PARA além deste contingente de encarcerados, contudo, existe ainda no Paraná um total de 15.338 mandados de prisão em aberto — e isso considerando-se apenas as ordens emitidas no âmbito da Justiça estadual, no caso, o Tribunal de Justiça do Paraná. Os dados são do Banco Nacional de Mandados de Prisão (BNMP), também do CNJ,e foram extraídos no início deste mês.
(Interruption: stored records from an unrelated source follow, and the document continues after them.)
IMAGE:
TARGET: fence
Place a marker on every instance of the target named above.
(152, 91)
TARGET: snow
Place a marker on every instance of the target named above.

Os pedidos mais antigos de prisão datam de janeiro de 2011. Se cumpridos todos os mandados de prisão em aberto, a população carcerária do Paraná cresceria em até 45,3%, alcançando um contingente de quase 49 pessoas. Chutando por baixo, isso representaria um rombo extra de até R$ 44,33 milhões por mês aos cofres públicos, tendo em vista uma análise do Tribunal de Contas do Estado que identificou que cada preso no estado representa um custo de R$ 2,9 mil. O cálculo considera apenas os gastos com a manutenção dos presos (alimentação, energia elétrica, água, etc), sem considerar ainda o montante que teria de ser investido para a construção de uma infraestrutura capaz de lidar com essa demanda.
PARA lidar com a questão da superlotação de presídios e carceragens, nos últimos anos o Judiciário, com especial destaque para o paranaense, tem apostado na adoção de medidas alternativas ao aprisionamento. No Paraná, por exemplo, existem 18.752 pessoas cumprindo pena em prisão domiciliar e outras 35.022 monitoradas eletronicamente (tornozeleira eletrônica). A adoção desse tipo de alternativa se deu a partir do diagnóstico de que o convívio nos presídios seria deletério para os condenados, que sairiam do cumprimento de pena pior do que antes da condenação. Além disso, há ainda o aspecto financeiro – um preso no regime fechado custa cerca de R$ 2,9 mil por mês, enquanto o aluguel de uma tornozeleira eletrônica custa R$ 267,92. 
FRASE: Na administração pública aonde se espera o resultado político, obra sem alma é obra não feita, é promessa não cumprida, é nada mesmo que tudo (Jean Carlos Sestrem).